English
✍️Marvin John Salazar

Hello~~ 😸, for the longest time, I felt like I was a different person depending on who I was with. With my family, I was one "version" of myself. With my friends, I was another. At work, yet another. It was exhausting, like I was constantly checking a mirror to make sure I was wearing the right "face" for the occasion.

We’ve talked about internal scripts and the paradox of consistency in previous parts of this series. But identity doesn't exist in a vacuum. It lives in the mirrors of the people around us.

"I am not who I think I am. I am not who you think I am. I am who I think you think I am."


The Origin of the Looking-Glass Self

"Your 'Social Mirror' is often distorted by the people holding it."

Most of us build our identity based on how we perceive others perceiving us. This is what psychologists call the "Looking-Glass Self." If you are surrounded by "small mirrors"—people who don't see your potential—you will always feel like you have to be small to fit in.

If you were the only person on Earth, would you still have "labels"? Probably not. You would just be. You wouldn't be "introverted," "successful," "sensitive," or "anxious." Those labels only exist in the presence of an observer.

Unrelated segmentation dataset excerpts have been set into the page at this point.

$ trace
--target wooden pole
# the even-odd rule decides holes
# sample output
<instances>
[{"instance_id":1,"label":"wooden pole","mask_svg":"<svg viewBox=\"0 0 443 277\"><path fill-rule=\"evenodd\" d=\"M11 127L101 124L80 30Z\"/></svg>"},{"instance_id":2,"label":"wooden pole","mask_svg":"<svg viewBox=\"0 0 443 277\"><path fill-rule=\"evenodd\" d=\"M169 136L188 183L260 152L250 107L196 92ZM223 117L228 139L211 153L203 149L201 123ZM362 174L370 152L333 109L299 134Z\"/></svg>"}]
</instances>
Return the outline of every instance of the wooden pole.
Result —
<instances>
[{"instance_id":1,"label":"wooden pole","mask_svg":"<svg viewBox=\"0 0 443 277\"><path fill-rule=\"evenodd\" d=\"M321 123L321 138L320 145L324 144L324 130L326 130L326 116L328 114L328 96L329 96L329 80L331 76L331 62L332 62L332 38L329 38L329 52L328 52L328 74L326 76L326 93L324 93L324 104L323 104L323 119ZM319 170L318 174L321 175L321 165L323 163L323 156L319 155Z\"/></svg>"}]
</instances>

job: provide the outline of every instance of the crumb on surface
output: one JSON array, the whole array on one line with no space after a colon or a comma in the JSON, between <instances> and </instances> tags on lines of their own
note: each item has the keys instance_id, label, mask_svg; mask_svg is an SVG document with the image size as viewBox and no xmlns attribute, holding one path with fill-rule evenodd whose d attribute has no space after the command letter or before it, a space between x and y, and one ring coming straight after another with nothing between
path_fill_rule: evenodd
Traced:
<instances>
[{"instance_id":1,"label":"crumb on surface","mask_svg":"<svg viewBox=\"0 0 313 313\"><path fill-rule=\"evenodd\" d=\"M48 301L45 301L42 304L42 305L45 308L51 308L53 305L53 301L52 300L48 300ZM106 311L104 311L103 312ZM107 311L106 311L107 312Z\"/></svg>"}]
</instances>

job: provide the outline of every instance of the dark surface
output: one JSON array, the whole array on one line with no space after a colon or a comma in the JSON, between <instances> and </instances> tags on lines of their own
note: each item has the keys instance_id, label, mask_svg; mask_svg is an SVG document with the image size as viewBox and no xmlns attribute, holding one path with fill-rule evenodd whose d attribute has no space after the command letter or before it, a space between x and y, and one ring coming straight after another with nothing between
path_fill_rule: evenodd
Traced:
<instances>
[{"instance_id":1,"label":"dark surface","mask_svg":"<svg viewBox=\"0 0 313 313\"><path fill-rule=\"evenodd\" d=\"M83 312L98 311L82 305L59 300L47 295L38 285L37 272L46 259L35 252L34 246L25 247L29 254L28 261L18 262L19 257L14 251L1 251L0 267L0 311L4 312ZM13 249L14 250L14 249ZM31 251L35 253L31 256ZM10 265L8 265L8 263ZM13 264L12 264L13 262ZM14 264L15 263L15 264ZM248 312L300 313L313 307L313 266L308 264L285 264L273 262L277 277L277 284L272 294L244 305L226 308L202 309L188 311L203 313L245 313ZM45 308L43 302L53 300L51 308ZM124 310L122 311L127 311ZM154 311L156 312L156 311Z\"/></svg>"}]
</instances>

We outsource our identity to the people around us, and in doing so, we give them the power to define us.


Diagnostic Check-In

Identify your 'Primary Mirror'. Whose reflection of you carries the most weight in your daily life?


The Mirror Trap

1. The Hall of Distorted Mirrors

Sociologist Charles Cooley described the process in three steps:

  1. We imagine how we appear to another person.
  2. We imagine how that person judges us.
  3. We develop a feeling about ourselves based on that imagined judgment.

The problem is that most of the mirrors we look into are warped. They are twisted by the other person’s own insecurities, their secret expectations, and their own limited labels. When someone says, "You've changed," what they are often really saying is, "The reflection you are providing is no longer making me feel comfortable." They liked the version of you that was easier for them to manage.

"People who want to control you will always reflect back a version of you that is small and manageable."

Growth is a threat to the people who need you to stay the same. Smashing the mirrors of their expectations is the only way to see your true self.


2. Breaking Free from the Reflection

When you live in the "Mirror Trap," your self-worth becomes a volatile thing. It goes up when people praise you and crashes when they criticize you. You become a "people-pleaser," constantly adjusting your behavior to get a "better reflection" from the audience.

I spent years in an environment where the mirrors were intentionally warped. People used their shallow "knowledge" of personality types to create a reflection of me that was weak and incapable. Because they were "the many" and I was the one, I started to believe the glass. I thought, "If everyone sees me this way, I must be this way."

But I was looking at the wrong mirrors. I was letting the "noise" of others drown out the "signal" of my own truth.


Diagnostic Check-In

Analyze your 'Social Mirror'. Which one is currently giving you the most distorted data about yourself?

🪞You Are Not the Reflection

A mirror can only show you your surface. It cannot show you your depth, your intent, or your future. If you don’t like the reflection you see in a specific group of people, stop looking at those mirrors.


3. The Practice: Internal Validation

To break the Mirror Trap, you have to move your "source of truth" from the outside to the inside.

  1. Audit Your Mirrors: Who are the 5 people you spend the most time with? What "label" do they reflect back to you? Is that label helping you grow, or keeping you small?
  2. The 24-Hour Mirror Fast: Try to go a full day without seeking a reflection. Don't post on social media, don't ask for feedback, and don't try to "read the room." Just act according to your internal values.
  3. The Internal Check-In: At the end of the day, ask yourself: "Did I act in alignment with my values today?" If the answer is yes, then the external reflection doesn't matter.

You are the light, not the reflection. Stop looking at the glass.